FrameworkManager-[Notice] Welcome to Mantid 3.13.20180820.2132
FrameworkManager-[Notice] Please cite: http://dx.doi.org/10.1016/j.nima.2014.07.029 and this release: http://dx.doi.org/10.5286/Software/Mantid
[  0%]   1/435 : DOSTest.DOSCastepTest ............................................... (success: 0.05s)
[  0%]   2/435 : ISISIndirectBayesTest.JumpCETest .................................... (success: 0.06s)
[  0%]   3/435 : ISISIndirectInelastic.IRISCalibration ............................... (success: 0.03s)
[  0%]   4/435 : HFIRTransAPIv2.HFIRTrans1 ........................................... (success: 1.30s)
[  1%]   5/435 : DOSTest.DOSIRActiveTest ............................................. (success: 0.04s)
[  1%]   6/435 : ISISIndirectBayesTest.JumpFickTest .................................. (success: 0.06s)
[  1%]   7/435 : AbinsTest.AbinsBinWidth ............................................. (success: 1.65s)
[  1%]   8/435 : ISIS_PowderPearlTest.CreateCalTest .................................. (success: 1.65s)
[  2%]   9/435 : ISISIndirectInelastic.IRISConvFit ................................... (success: 0.56s)
[  2%]  10/435 : LiquidsReflectometryReductionWithBackgroundTest.BadDataTOFRangeTest . (success: 2.94s)
[  2%]  11/435 : DOSTest.DOSPartialCrossSectionScaleTest ............................. (success: 0.23s)
[  2%]  12/435 : ISISIndirectBayesTest.JumpHallRossTest .............................. (success: 0.07s)
[  2%]  13/435 : ISISIndirectInelastic.IRISDiagnostics ............................... (success: 0.03s)
[  3%]  14/435 : HFIRTransAPIv2.HFIRTrans2 ........................................... (success: 0.83s)
[  3%]  15/435 : DOSTest.DOSPartialSummedContributionsCrossSectionScaleTest .......... (success: 0.15s)
[  3%]  16/435 : ISISIndirectBayesTest.JumpTeixeiraTest .............................. (success: 0.07s)
[  3%]  17/435 : ISISIndirectInelastic.IRISElwinAndMSDFit ............................ (success: 0.29s)
[  4%]  18/435 : MagnetismReflectometryReductionTest.MRFilterCrossSectionsTest ....... (success: 5.30s)
[  4%]  19/435 : DOSTest.DOSPartialSummedContributionsTest ........................... (success: 0.16s)
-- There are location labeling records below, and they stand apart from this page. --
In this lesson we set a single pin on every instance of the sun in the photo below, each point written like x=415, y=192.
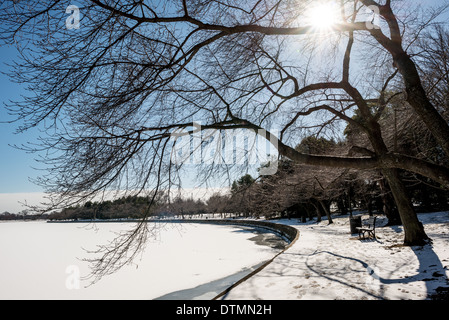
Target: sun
x=322, y=16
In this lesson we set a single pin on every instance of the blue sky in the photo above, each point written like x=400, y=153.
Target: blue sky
x=16, y=166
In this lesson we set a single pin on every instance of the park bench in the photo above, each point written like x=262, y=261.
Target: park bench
x=369, y=227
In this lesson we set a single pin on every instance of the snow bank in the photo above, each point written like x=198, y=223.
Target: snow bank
x=44, y=261
x=326, y=262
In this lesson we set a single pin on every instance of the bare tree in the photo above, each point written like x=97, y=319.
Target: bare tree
x=111, y=93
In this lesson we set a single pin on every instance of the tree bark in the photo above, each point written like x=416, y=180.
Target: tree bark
x=388, y=204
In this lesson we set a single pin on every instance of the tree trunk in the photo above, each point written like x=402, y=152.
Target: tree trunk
x=413, y=229
x=389, y=207
x=329, y=218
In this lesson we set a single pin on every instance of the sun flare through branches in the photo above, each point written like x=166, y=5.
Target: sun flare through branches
x=322, y=15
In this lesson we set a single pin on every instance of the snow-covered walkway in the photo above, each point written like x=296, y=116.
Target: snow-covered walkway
x=327, y=262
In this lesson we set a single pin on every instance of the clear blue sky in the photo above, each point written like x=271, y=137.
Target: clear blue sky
x=16, y=166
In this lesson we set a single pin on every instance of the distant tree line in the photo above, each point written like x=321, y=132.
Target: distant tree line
x=22, y=215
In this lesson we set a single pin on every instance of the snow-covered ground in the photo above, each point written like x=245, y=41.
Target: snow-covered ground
x=326, y=262
x=41, y=260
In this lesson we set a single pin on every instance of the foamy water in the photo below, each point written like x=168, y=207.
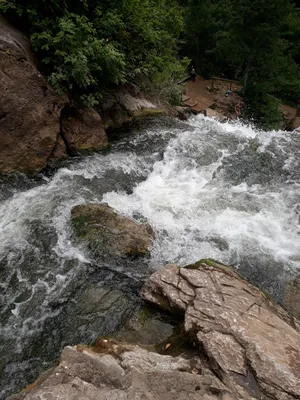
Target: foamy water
x=210, y=190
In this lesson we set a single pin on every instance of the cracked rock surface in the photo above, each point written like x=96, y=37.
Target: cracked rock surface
x=252, y=344
x=114, y=371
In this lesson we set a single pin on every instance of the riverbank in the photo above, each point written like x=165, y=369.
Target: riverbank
x=218, y=98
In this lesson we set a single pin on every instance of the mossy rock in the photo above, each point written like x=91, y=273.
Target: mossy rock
x=107, y=233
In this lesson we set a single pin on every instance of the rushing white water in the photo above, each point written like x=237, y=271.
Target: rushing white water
x=210, y=190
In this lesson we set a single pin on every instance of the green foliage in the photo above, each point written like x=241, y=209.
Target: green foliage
x=255, y=41
x=87, y=46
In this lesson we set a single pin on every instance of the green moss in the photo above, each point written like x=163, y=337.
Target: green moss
x=79, y=226
x=145, y=313
x=207, y=261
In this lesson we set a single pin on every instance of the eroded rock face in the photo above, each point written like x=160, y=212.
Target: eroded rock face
x=125, y=103
x=83, y=130
x=116, y=371
x=107, y=233
x=29, y=108
x=252, y=344
x=291, y=297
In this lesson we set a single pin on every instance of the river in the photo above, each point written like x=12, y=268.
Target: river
x=210, y=190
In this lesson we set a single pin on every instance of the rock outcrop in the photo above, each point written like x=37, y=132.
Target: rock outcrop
x=252, y=344
x=291, y=297
x=82, y=130
x=125, y=372
x=29, y=108
x=126, y=103
x=107, y=233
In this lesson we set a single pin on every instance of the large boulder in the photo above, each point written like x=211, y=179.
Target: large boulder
x=29, y=108
x=126, y=103
x=252, y=344
x=291, y=297
x=82, y=130
x=107, y=233
x=118, y=371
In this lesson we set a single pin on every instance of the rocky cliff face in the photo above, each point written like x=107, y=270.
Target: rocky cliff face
x=29, y=108
x=244, y=347
x=37, y=127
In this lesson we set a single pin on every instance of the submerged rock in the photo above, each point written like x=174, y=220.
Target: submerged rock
x=251, y=343
x=107, y=233
x=116, y=371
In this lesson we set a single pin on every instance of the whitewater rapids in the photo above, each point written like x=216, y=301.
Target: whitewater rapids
x=209, y=190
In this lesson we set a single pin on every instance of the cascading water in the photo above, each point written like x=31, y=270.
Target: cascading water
x=210, y=190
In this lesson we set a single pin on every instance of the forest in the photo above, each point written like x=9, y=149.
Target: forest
x=89, y=46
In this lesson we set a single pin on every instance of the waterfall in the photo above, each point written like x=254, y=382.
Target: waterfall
x=210, y=190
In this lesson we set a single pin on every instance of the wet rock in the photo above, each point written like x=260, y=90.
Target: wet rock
x=291, y=297
x=146, y=327
x=116, y=371
x=251, y=343
x=29, y=108
x=107, y=233
x=296, y=123
x=83, y=130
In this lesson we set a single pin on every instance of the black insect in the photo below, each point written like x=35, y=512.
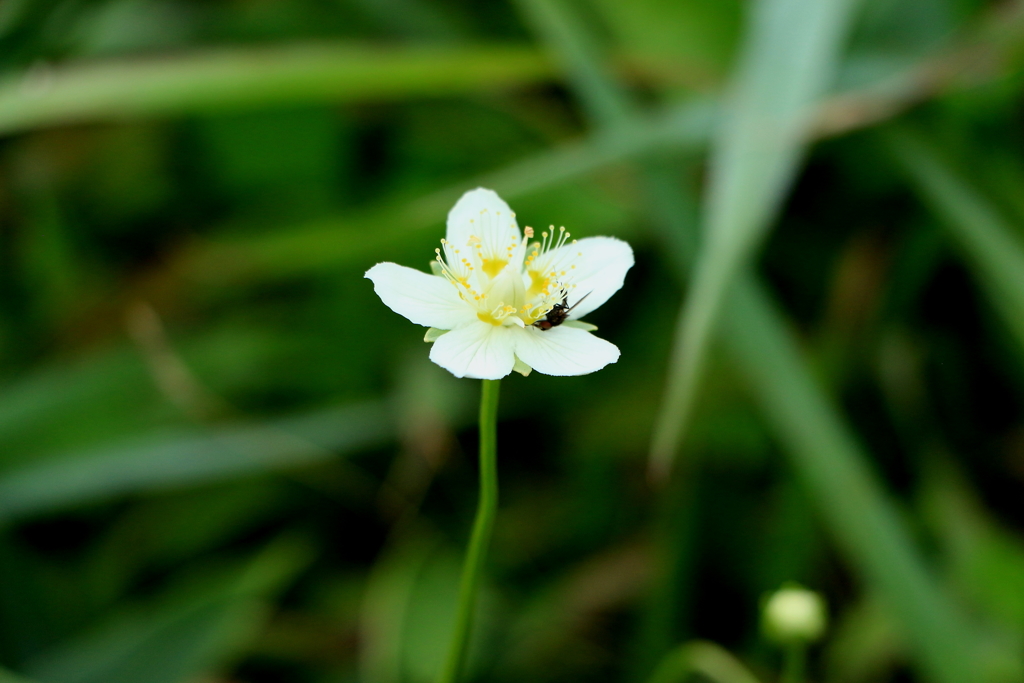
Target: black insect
x=558, y=313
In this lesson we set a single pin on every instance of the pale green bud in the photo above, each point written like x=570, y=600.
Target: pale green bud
x=795, y=614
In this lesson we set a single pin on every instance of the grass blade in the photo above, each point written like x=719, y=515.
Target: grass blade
x=232, y=79
x=990, y=245
x=821, y=449
x=834, y=468
x=189, y=459
x=792, y=52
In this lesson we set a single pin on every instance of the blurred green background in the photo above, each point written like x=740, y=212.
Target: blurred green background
x=222, y=459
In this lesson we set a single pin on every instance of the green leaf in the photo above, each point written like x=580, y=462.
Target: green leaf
x=790, y=57
x=190, y=459
x=992, y=247
x=237, y=79
x=184, y=636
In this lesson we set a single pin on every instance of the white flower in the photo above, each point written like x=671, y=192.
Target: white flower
x=498, y=302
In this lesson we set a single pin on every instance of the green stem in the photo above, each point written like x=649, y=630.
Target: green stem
x=473, y=568
x=708, y=659
x=794, y=663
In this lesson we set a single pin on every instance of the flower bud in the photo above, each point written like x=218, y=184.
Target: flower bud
x=795, y=614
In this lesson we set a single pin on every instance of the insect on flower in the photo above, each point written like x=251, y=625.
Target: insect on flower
x=558, y=313
x=498, y=299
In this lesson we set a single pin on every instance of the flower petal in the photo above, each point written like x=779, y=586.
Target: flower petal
x=483, y=214
x=426, y=300
x=479, y=350
x=600, y=268
x=563, y=351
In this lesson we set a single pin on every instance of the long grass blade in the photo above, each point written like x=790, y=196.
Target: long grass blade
x=233, y=79
x=991, y=247
x=820, y=446
x=190, y=459
x=834, y=468
x=792, y=52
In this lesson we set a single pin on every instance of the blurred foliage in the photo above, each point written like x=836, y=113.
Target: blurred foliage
x=224, y=460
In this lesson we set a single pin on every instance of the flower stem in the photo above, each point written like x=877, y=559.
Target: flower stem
x=794, y=663
x=487, y=507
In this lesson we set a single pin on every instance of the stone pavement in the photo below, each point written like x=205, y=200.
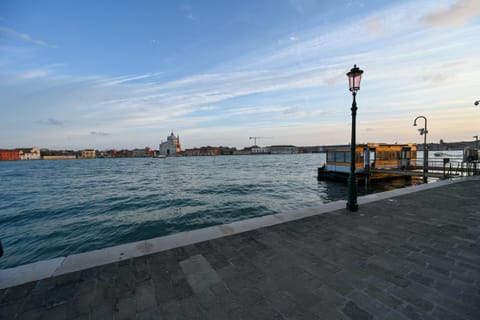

One can recover the full log when a test fails by using the --ouptut-on-failure option.

Running a cleanup run

A cleanup run will go through all the tests and call the .cleanup() function for each test. It will not run the tests (i.e. call the execute() function) themselves. This is achieved by using the -c or --clean option, e.g.

./systemtest -c

This is useful if some old data is left over from a previous run, where some tests were not cleanly exited.

Adding New Data & References Files

The data is managed by CMake’s external data system that is described by Data Files for Testing. Please see Adding A New File(s) for how to add new files.

Best Practice

  • Always check your test works locally before making it public.

  • User stories should come from the users themselves where possible.

  • Take care to set the tolerance to an acceptable level.